The general advertisement is that the Auto ML is designed for "business analysts to build machine learning models". However, in some situations there could be realistic problems, unless someone is having a data science background.
Here is the case:
Use the Power BI sample projects (Supplier Quality Analysis Sample)
Extend the metrics query by creating a HasDefect column, which we would like to have as a label for future prediction. In my case: = Table.AddColumn(#"Added Custom", "HasDefect", each if [Defect Type ID]<=1 then 0 else 1)
Create a data flow and entity based on the Metrics query
Proceed to creating an ML model and follow the wizard
For historical outcome field select "HasDefect"

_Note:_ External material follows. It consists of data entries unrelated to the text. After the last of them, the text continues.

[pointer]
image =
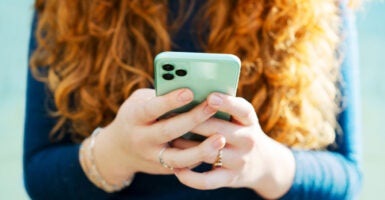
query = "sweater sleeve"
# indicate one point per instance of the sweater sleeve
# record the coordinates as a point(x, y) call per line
point(51, 170)
point(336, 173)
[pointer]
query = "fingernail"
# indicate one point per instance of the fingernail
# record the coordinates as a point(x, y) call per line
point(184, 96)
point(215, 100)
point(209, 110)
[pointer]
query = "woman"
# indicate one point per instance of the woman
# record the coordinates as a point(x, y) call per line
point(92, 62)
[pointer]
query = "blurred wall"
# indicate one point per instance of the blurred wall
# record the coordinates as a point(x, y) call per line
point(15, 18)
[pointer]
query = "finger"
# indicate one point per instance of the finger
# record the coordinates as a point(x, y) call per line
point(240, 109)
point(232, 132)
point(172, 128)
point(181, 143)
point(159, 105)
point(178, 158)
point(204, 181)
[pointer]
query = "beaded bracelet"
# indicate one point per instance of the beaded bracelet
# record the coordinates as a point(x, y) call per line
point(93, 173)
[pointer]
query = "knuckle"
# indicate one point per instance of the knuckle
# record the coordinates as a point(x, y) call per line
point(249, 141)
point(165, 131)
point(196, 118)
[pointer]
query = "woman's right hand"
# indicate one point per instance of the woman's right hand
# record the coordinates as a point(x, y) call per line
point(132, 141)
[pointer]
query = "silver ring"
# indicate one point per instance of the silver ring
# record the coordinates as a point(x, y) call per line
point(218, 161)
point(161, 161)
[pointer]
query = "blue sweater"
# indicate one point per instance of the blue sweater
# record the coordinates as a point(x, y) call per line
point(52, 170)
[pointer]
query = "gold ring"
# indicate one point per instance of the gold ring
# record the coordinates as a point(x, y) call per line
point(218, 161)
point(161, 161)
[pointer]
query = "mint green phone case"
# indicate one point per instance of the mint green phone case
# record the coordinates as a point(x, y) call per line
point(203, 73)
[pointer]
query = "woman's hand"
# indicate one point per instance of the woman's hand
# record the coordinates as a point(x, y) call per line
point(133, 141)
point(250, 158)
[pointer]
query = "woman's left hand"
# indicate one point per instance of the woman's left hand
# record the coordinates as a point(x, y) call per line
point(250, 158)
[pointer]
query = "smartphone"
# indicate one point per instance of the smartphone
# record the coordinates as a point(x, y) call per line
point(202, 73)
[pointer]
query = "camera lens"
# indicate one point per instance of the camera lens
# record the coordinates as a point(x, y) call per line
point(168, 76)
point(181, 72)
point(168, 67)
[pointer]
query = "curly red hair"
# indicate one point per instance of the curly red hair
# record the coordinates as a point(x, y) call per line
point(97, 52)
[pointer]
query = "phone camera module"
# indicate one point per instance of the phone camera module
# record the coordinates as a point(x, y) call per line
point(168, 67)
point(168, 76)
point(181, 72)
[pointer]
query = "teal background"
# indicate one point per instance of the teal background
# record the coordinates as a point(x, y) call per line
point(15, 19)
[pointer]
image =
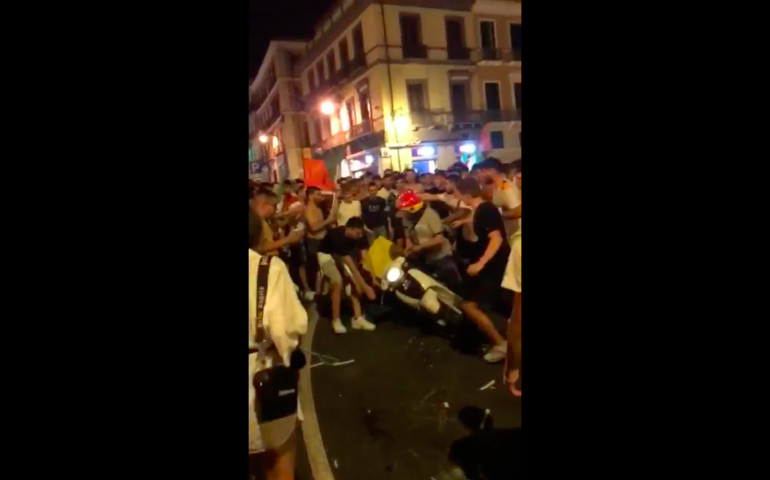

When you go to "Customize inputs" step you will get something like:
Now the problem is that HasDefect is very closely correlated to the column DefectType and a user without a datascience background will "successfully" train a model with 100% accuracy
Here is what a simple Python visual with Pearson correlation shows: there is an evident correlation between the 2nd and 4th columns.
Below is the code to generate this. However, as you may see, I tried to address the "Defect" string column by encoding it to integer, so that it could take part in the correlation, as the defect text is 1-to-1 match with the defect ID, which determines the defect type, which is related with the label "Has defect". However, I did not manage to make it identify this correlation, due to the shuffled order.
My suggestion is: Please run a correlation algorithm (or improve the existing), so that features that are correlated with the label are not suggested. Otherwise, "business analysts" will create models that are not useful and this would degrade the value of the excellent job done here.